# abuse of power... still no change



## MaidenScotland (Jun 6, 2009)

My local vet, Pet Palace Veterinary Clinic, is one of the best Veterinary clinics in town! His boarding facility is 90% made up of stay dogs/cats that were dying on the streets. He operates freely on the stray dogs/cats and takes care of them expecting nothing in return as most of them cannot be released back to the streets (some have become automobile-phobics due to their accidents and others are blind etc.). I have never met such caring vets! They also have managed to get many stray cats/dogs adopted! Their clinic just turned a year old last August but unfortunately something terrible happened. Their clinic is in the same building as that of the son of the Muslim Brotherhood's Morshed. He's always been against the clinic since it hosted stray dogs and he was against the "smell" (which is bull**** because the clinic was always spotless clean!). Now that Morsi is our president and the Morshed has unlimited power, his son was able to get a demolition order from the ministry and 2 days ago workers showed up (whilst there were 10-15 animals) and tore the place down. They tore down every wall, destroyed every piece of furniture (except for the water cooler) and most importantly ruined the medical instruments which we all know are priceless. All in all a total loss of approximately 100,000 L.E. Thankfully MOST of the animals are okay.
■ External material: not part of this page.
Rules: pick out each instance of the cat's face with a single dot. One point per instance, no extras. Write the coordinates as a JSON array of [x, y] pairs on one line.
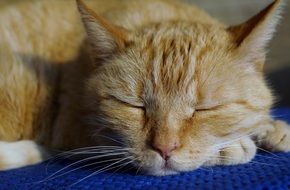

I've been trying to find them homes and adopted one cat myself although I already have 2. I was wondering if we can help them by attracting the media towards this. It says no where in the Quran that it is okay to tear someone's business down and ruin the lives of 2 men in their mid-twenties. I don't know how the Morshed can call himself pious after this or even go to sleep at night. I have never been so mad yet felt so weak! I have no idea what I can do to help them and the only thing that came to mind was getting the media's attention. What do you guys think? 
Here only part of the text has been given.